DISCUSSION AND CONCLUDING REMARKS. Results of high-resolution large ensemble simulations with a 60-km global atmospheric model and a 20-km regional climate model have been made publicly available as a database that enables us to discuss the uncertainty arising from internal variability in the future change in extreme weather and climate events. Using more than 5,000 years of data from the 60-km global model, extreme daily precipitation events with a return period of several decades can be calculated without any assumption of distribution functions. The increase in daily precipitation in the future simulation is greater for higher precipitation rates. Over central Europe and some other regions, the 20-yr return value of maximum surface temperature shows a greater increase than the mean temperature increase of the warm season. Using the downscaled results with the 20-km regional climate model, we obtain a more detailed spatial distribution associated with small topography.

The 60-km global model simulates realistic tropical cyclones in terms of their global frequency distribution (Murakami et al. 2012b). Changes in, for instance, the spatial distribution of tropical cyclone frequency can be identified and will be reported in another paper. While intense tropical cyclones are not well represented due to the lack of horizontal resolution, their change can also be estimated by applying a bias correction.

The future experiment in the present study simulates the climate when the global-mean surface temperature becomes 4 K warmer than the preindustrial climate. The climate on the way to the 4-K warming is thought to be somewhere between the present climate and the K climate. Whether "pattern scaling" can be applied, in which the change is estimated by linear interpolation of the global-mean surface temperature warming, would depend on the variables (Harris et al. 2013). We are planning to perform another experiment simulating a K climate, which would enable us to estimate what variables are appropriate for pattern scaling.

Uncertainty in future change arising from the climate models is still large. For instance, the sign of the change in mean precipitation over the Maritime Continent region, which is related to patterns of SST change, depends on the climate models (Mizuta et al. 2014). In the present study, we are trying to consider the uncertainty by using different SST warming patterns from six different climate models. By doing so, we obtain different precipitation change patterns similar to those in the different climate models (Fig. 2).
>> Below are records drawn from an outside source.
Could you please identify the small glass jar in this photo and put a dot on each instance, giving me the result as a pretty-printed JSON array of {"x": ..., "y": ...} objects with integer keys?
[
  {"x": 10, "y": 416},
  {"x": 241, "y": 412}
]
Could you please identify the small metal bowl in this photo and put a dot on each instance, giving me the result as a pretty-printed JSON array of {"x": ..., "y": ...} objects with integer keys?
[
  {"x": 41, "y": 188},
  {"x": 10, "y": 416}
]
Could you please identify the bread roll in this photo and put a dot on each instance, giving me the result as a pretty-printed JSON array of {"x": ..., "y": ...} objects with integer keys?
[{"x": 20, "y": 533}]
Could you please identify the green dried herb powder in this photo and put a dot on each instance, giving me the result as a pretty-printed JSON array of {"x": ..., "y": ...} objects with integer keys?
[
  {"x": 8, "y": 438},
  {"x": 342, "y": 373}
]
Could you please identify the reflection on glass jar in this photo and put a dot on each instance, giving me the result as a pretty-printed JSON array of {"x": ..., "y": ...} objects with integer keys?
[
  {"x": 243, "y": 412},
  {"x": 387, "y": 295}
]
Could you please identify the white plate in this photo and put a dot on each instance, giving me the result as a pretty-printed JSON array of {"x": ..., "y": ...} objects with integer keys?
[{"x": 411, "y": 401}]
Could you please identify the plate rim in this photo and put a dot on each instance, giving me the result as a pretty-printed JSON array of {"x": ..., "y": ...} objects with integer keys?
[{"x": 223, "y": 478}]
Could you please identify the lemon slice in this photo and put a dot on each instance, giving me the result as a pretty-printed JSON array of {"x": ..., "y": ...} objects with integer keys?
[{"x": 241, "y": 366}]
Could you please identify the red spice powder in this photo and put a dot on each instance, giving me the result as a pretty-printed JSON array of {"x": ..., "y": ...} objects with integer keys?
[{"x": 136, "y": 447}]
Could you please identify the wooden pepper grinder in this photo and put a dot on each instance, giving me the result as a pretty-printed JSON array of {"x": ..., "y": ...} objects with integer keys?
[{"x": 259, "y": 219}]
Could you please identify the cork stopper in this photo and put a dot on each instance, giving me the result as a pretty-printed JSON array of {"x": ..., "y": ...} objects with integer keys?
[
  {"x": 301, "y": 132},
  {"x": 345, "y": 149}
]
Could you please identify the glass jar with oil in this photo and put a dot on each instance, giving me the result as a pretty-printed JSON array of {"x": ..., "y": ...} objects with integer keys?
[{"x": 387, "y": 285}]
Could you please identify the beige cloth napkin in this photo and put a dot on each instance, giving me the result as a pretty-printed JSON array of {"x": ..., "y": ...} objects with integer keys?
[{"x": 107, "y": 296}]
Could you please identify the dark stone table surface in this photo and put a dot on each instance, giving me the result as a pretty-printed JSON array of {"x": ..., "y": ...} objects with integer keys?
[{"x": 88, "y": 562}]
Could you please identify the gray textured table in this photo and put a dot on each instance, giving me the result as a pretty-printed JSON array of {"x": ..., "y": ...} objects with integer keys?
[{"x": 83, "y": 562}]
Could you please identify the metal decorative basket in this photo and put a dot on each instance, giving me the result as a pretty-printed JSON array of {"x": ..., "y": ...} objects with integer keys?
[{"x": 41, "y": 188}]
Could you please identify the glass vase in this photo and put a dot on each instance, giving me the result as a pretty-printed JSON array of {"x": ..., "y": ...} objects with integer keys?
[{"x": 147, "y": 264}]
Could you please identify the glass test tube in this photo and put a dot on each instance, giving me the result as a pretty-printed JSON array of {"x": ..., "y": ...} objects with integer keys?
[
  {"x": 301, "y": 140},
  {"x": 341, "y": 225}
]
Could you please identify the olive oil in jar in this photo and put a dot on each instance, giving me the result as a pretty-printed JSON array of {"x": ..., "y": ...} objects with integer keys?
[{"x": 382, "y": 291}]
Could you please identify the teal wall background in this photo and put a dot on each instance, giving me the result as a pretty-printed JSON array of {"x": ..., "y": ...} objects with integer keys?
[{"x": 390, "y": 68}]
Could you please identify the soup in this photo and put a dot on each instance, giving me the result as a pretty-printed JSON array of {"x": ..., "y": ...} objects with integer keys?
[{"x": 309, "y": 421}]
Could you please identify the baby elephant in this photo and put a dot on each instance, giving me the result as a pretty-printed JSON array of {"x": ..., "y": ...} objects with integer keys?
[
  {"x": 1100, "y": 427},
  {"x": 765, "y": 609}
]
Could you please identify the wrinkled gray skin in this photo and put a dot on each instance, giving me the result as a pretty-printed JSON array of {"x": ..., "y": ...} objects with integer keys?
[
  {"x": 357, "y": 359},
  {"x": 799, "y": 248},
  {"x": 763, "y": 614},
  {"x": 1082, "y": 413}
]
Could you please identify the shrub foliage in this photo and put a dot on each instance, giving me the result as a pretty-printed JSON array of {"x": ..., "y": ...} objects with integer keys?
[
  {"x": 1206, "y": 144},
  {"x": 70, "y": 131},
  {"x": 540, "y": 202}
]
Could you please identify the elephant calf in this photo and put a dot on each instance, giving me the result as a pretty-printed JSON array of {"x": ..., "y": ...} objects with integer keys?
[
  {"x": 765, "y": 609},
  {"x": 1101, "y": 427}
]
However, our results show a common distinctive pattern of change in summer precipitation over the northwestern Pacific different from the multimodel ensemble mean of the CMIP5 models. This is a limitation that arises from using the single MRI-AGCM. When similar high-resolution large ensemble simulations are performed by other models, an intercomparison would enable us to obtain more robust information on the probability of climate change. As an important step, outcomes from the High Resolution Model Intercomparison Project (HighResMIP; Haarsma et al. 2016) would provide a chance to estimate the intermodel spread of the high-resolution simulations.

ACKNOWLEDGMENTS. The Earth Simulator supercomputer was used in this study under the "Strategic Project with Special Support" of JAMSTEC. The study was also supported by the Program for Risk Information on Climate Change (SOUSEI) and the Data Integration and Analysis System (DIAS), both of which are sponsored by the Ministry of Education, Culture, Sports, Science and Technology of Japan. Extreme values by the GEV method were calculated using the extRemes R package (Gilleland and Katz 2011). We thank two anonymous reviewers for the useful comments. The simulation results are available online (via http://search.diasjp.net/search?lang=en&k=d4PDF).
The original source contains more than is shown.